WASHINGTON — U.S. Customs and Border Protection (CBP) reported a new milestone for the Automated Commercial Environment (ACE) system, with more than 75 percent of all cargo imported into the United States—approximately 81,000 of the total 108,000 transactions every day—now being processed electronically through ACE. The ACE system is also successfully processing approximately 97 percent of entry summary documentation, the critical information needed by the U.S. government to correctly assess duties, collect statistics, and ensure compliance with U.S. trade law.
ACE is the “Single Window” through which businesses electronically transmit required information to the U.S. Government, giving trade stakeholders earlier access to shipment data while speeding the flow of legitimate trade. ACE will also help reduce costs for businesses and government.
“We are very encouraged by the recent growth in ACE filings, particularly with the major increases we have seen in ACE cargo release filing in recent weeks,” said CBP Commissioner R. Gil Kerlikowske. “The entire leadership team here at CBP continues to work closely with the customs brokers, importers, and others in the trade community to drive this successful transition to ACE and the creation of the U.S. Government’s Single Window to meet the President’s year-end goal.”
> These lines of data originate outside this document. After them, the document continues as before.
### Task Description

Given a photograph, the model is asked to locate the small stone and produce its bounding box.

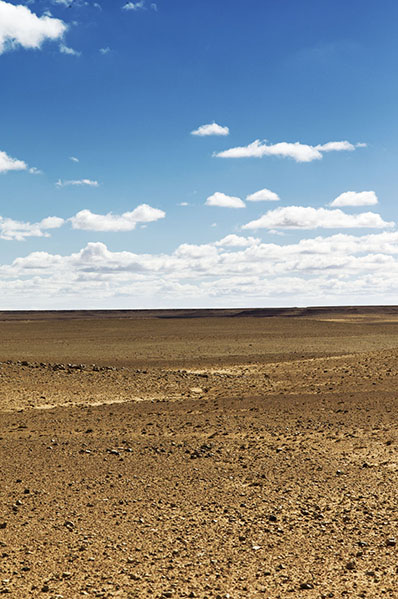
[300,582,314,591]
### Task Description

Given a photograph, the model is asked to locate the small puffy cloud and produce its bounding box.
[205,191,245,208]
[59,44,81,56]
[214,139,362,162]
[214,233,260,248]
[0,0,67,54]
[55,179,99,187]
[29,166,43,175]
[243,206,394,229]
[330,191,378,211]
[69,204,166,232]
[191,123,229,137]
[122,1,145,10]
[246,188,280,202]
[0,150,28,173]
[0,216,65,241]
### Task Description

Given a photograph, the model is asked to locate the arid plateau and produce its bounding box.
[0,306,398,599]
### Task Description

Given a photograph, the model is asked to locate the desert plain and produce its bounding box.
[0,306,398,599]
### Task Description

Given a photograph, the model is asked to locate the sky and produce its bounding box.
[0,0,398,310]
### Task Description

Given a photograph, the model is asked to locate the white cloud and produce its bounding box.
[0,216,65,241]
[59,44,81,56]
[214,233,260,247]
[0,151,28,173]
[214,139,362,162]
[29,166,43,175]
[330,191,378,211]
[0,231,398,309]
[242,206,394,229]
[246,188,280,202]
[205,191,245,208]
[0,0,67,54]
[69,204,166,232]
[55,179,99,187]
[122,1,145,10]
[191,123,229,137]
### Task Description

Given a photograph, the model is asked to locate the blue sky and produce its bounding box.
[0,0,398,309]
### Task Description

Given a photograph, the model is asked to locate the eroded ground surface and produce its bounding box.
[0,314,398,599]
The next key milestone in the transition to ACE/Single Window is May 28, when filers will be required to file in ACE electronic entries (cargo release) for the most commonly filed entry types, as well as Foreign Trade Zone entries and entry summaries.
CBP is on track, together with trade and Partner Government Agency stakeholders, to deliver all core trade processing capabilities by the end of December 2016 in order to meet the goal of the President’s 2014 Single Window Executive Order.